Die US-Zulassungsbehörde FDA verlangt von Novartis mehr Daten zum Einsatz des Medikaments Zolgensma bei älteren Patienten. Nun werde eine neue klinische Studie mit der Gentherapie zur Behandlung von älteren Patienten mit spinaler Muskelatrophie (SMA) geprüft.

Dies habe die FDA empfohlen, erklärte Novartis am Mittwoch. Mit dem teilweisen Stop eines Tests wegen Sicherheitsbedenken habe die FDA-Forderung nichts zu tun. Zolgensma bleibe auf dem Markt. Novartis zeigte sich überzeugt vom Nutzen-Risiko-Profil des Mittels und will laufende Studien und Zulassungsanträge weiter vorantreiben.
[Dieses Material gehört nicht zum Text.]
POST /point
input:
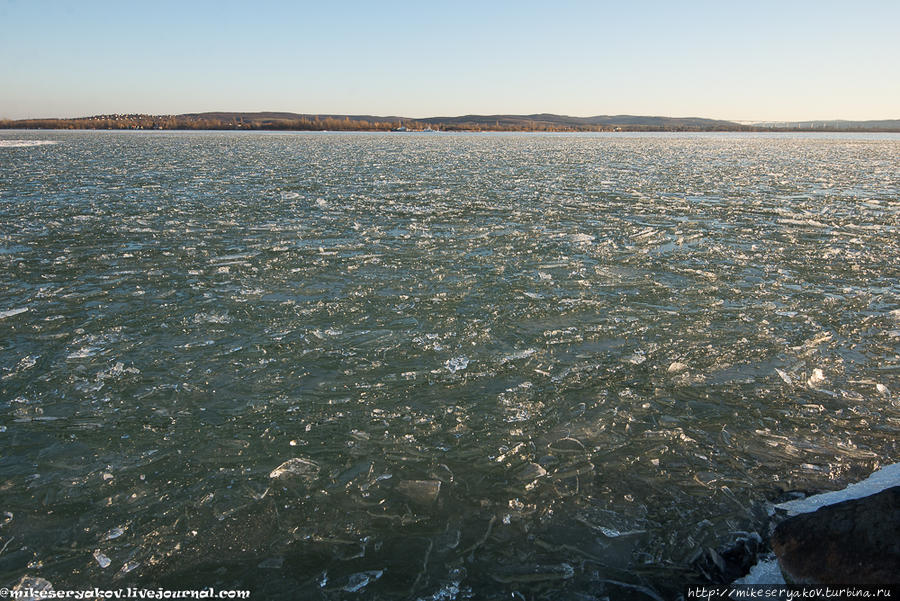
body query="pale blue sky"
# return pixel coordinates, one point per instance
(758, 60)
Das Präparat ist zur Behandlung der Erbkrankheit SMA, deren schwerste Form 1 meist tödlich verläuft, bei Kleinkindern zugelassen. Zolgensma wird einmalig mittels Injektion in den Wirbelkanal verabreicht und ist mit einem Listenpreis von 2,1 Millionen Dollar das teuerste Medikament der Welt.

Alternative Therapien sind die Arznei Spinraza von Biogen und das jüngst zugelassene Mittel Evrysdi von Roche und PTC Therapeutics.